The prospect of higher reinsurance rates is beginning to seem more of an inevitability as reinsurance firms and industry experts suggest that rate rises are already being seen in some regions of the world and expected to start soon in others. A.M. Best report today that re/insurers are preserving capital in anticipation of higher rates as they see growing pressure in the market to support rate rises.
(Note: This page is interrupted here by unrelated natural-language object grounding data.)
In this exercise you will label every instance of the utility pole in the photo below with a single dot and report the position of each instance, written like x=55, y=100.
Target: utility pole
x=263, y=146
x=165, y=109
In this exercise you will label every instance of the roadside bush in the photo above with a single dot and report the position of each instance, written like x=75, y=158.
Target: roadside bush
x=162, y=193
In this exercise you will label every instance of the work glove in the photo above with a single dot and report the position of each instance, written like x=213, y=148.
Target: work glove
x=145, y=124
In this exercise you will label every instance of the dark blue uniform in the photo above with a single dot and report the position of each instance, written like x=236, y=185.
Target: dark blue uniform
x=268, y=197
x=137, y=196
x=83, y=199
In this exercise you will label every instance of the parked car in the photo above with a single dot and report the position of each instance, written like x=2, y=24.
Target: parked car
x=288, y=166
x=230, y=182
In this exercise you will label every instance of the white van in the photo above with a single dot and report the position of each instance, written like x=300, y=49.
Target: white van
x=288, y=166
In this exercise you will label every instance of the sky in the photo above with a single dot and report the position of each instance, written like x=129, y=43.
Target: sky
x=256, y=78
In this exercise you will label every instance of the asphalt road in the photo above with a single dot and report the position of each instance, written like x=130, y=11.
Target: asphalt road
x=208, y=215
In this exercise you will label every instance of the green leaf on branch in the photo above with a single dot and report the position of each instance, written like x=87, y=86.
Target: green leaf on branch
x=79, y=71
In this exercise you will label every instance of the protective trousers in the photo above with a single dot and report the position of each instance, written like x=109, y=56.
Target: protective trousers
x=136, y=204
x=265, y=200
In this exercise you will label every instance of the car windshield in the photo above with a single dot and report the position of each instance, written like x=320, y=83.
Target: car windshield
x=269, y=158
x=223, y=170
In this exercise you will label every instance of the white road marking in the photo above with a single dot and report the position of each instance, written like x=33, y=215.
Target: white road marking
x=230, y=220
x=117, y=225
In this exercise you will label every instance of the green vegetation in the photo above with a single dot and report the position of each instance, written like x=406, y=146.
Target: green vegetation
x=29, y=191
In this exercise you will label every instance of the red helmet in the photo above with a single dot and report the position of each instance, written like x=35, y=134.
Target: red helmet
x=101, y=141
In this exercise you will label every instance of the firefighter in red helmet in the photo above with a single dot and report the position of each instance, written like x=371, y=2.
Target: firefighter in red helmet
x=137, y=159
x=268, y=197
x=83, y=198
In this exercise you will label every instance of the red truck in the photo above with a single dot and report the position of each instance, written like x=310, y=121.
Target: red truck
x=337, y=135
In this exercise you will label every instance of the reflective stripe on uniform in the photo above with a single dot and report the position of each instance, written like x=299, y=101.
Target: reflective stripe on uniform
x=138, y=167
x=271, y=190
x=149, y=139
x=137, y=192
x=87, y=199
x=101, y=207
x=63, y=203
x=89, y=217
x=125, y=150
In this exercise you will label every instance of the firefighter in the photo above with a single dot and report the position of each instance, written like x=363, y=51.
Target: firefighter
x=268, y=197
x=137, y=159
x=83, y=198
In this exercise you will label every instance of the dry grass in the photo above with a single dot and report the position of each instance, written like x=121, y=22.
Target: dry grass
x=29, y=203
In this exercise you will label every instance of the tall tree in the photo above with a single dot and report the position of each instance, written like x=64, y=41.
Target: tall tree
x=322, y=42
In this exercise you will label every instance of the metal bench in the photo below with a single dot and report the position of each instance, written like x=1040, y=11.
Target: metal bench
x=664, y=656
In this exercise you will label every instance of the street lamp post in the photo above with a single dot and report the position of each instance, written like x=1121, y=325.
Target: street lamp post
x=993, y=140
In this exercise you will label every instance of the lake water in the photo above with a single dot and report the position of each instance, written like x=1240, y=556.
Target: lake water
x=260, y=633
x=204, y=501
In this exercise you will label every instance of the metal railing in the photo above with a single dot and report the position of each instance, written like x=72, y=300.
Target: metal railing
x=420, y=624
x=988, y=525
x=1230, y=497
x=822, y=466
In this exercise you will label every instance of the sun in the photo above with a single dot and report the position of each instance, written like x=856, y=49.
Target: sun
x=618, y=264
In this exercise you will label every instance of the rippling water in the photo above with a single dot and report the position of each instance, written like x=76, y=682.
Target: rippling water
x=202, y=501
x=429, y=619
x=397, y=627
The high catastrophe losses experienced in recent months could be the catalyst that begins a turn towards higher rates across the board. Rate rises are evident in regions affected by disasters, including Australia, New Zealand and of course Japan, but reinsurance rate rises are now expected in places such as Florida when the June/July renewals begin soon. A.M. Best cite the recent catastrophes, the new RMS U.S. hurricane model, higher capital requirements of Solvency II and the still challenging economic environment of low investment yields and a dollar under pressure all as reasons pointing towards rate rises.

The Financial Times reports that global reinsurers are forecasting rate rises of 10% or more for the Florida renewals and U.S. catastrophe cover. Meanwhile Global Reinsurance report that Flagstone Re has said that there are indications that rates will rise in the coming renewals.

A.M. Best close their article by saying:

As reinsurers are already trading on a thinner capital base, they will have to press for sufficient rate increases to earn back lost capital. While they are able to withstand the significant losses of the past few months, achieving underwriting profits for the full financial year could become more challenging as the market enters the hurricane season, which runs until the end of November.

Higher reinsurance rates could help to make catastrophe bonds an even more attractive option, especially for the higher layers of cover re/insurers will be seeking to replace protection eroded by recent claims. The higher rates are also expected to result in more sidecar formations as reinsurers seek to recapitalize in the most cost effective manner.